A state trooper watches the crowd at the “Re-open Arizona” protest at the Capitol on April 20, 2020. Photo by Laura Gómez | Arizona Mirror
Tucked into a budget bill on criminal justice is a provision that would allow the Arizona Department of Public Safety to outright deny releasing any video records the agency possesses and to heavily edit any videos it chooses to make public.
A previous version of the bill by Republican lawmakers would have given DPS money to equip all state troopers with body-worn cameras, coupled with restrictions on how the footage for those cameras would be released.
But now the language applies to all video footage obtained by the department, not just video from body-worn cameras.
“It turns the Arizona public records law on its head and acts as an invitation for DPS to conceal video from the public,” media law attorney David Bodney said. “This just drives a locomotive through the public records law.”
Bodney’s client list includes many media organizations in Arizona, including the Arizona Mirror, and he is one of the state’s most prominent First Amendment and public records attorneys.
The language restricting access to the video footage is similar to a bill proposed by Rep. John Kavanagh, R-Fountain Hills, that failed earlier this year. That bill would have mandated redactions on any body worn camera footage released by all police departments. The provisions in the budget bill apply only to DPS, but are much more restrictive — and serve to carve out an exemption from existing public records law.
“We do not comment on pending legislation,” DPS spokesperson Sgt. Jimmy Chavez said when asked if the department helped in crafting the legislation or if it was consulted. “This has not yet been signed by Governor Ducey.”
The language of the bill says that DPS cannot release any video unless all people in the video consent to its release or if DPS “determines that there is an important public purpose” to releasing it. Those purposes include the footage capturing a crime being committed, a police officer using physical force or an allegation of misconduct against an officer.
This version of the bill adds that any footage taken in a “public place” does not require the department to redact information. But DPS would have total discretion to withhold any video from public release, even if all of the criteria are met.
And any video that is released must be edited to obscure the identity of people in the video, including crime victims.
Further, anyone requesting release of a video has to know the exact date, time and location of the recording, as well as the people involved. Requests that don’t include all of those things must be denied, the proposed law says.
“It has become needlessly difficult to secure access to public records in a video format,” Bodney said of existing public record law. “Law enforcement agencies often delay and deny records requests without complying faithfully with the public records law.”
Arizona police agencies already have a patchwork of policies in place for how they deal with video records, as previously reported by the Mirror.
For example, the Tempe Police Department has a policy of applying a “medium blur” to all footage released unless the requester specifically asks for the blur to be removed.
A spokesman said the policy is designed to allow the agency to more quickly release records, as there is one employee who redacts videos in response to records requests and the agency does not have automatic redaction software.
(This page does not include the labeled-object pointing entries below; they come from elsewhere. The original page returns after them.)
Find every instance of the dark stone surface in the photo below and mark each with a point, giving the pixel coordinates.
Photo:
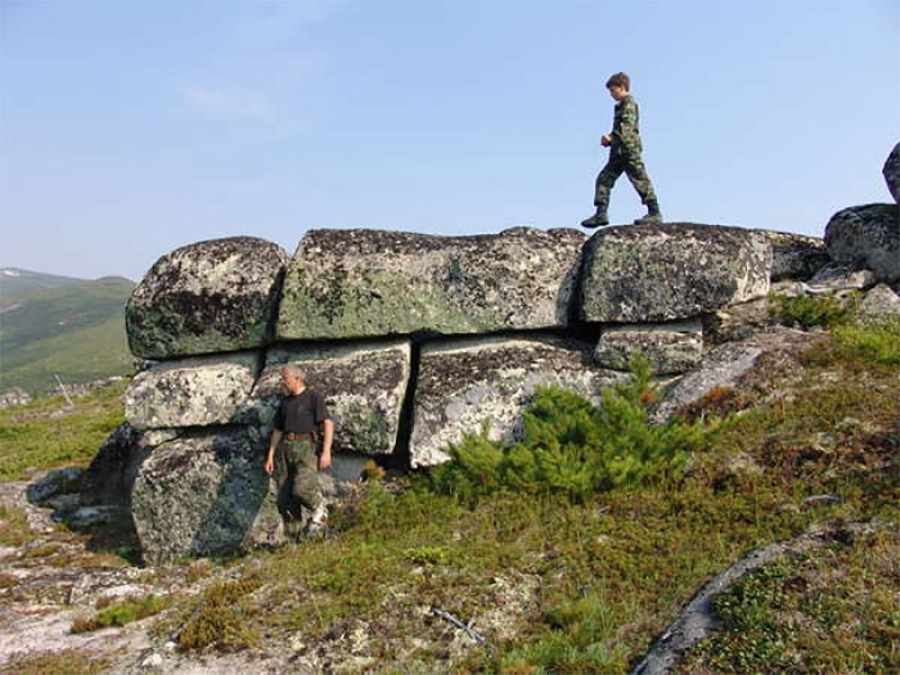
(867, 237)
(656, 273)
(213, 296)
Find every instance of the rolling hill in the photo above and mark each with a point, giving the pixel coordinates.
(52, 325)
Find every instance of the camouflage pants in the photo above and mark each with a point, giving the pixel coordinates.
(298, 478)
(633, 167)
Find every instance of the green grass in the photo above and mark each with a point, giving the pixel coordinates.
(565, 586)
(76, 332)
(45, 434)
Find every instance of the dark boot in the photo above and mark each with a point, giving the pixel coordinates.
(599, 219)
(653, 217)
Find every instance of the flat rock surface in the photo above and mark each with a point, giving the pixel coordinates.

Although Tempe Police said its policy aims to speed up the release of videos that are requested, that wasn’t the Mirror’s experience. An initial request took the agency 61 days to fill. A subsequent request for the same video without the “medium blur” and instead with “object tracking” redactions was filled in another 14 days.
Policies vary by agency but are generally similar, though there are a few interesting outliers.
For example, the Scottsdale Police Department’s policy states that the department’s public information officers may “review, download, and disseminate videos specifically related to public information requests without prior approval.” Other videos will be released in accordance with the department’s normal public records policy.
Scottsdale Police also applies “object tracking” to all its videos by default, a spokesman told the Mirror. Some agencies, such as the Tucson Police Department, already apply a “heavy blur” to victims of crimes.
“(Restricting access to videos) does not belong in a budget reconciliation bill,” Bodney said. “It deserves to be debated and the public should have an opportunity to express concerns about the incentives this legislation creates for DPS to conceal these public records.”
The bill also adds provisions to allow for DPS to create additional charges to those who file public records requests for video. While state law bars governmental bodies from charging for the time it takes to find or redact records, the budget proposal would explicitly allow DPS to charge the public for the salaries of for searching for and redacting any footage requested.
The added provisions allows for DPS to use the cost of reviewing and copying the footage, the compensation of a public records employee and “any other relevant information” when assessing the fee.
“If it passes, we need to return to the legislature and get it repealed next session,” Bodney said. “The underlying issues are far too important for legislation like this to stay on the books.”
The bill’s sponsor, Rep. Regina Cobb, R-Kingman, did not respond to a request for comment.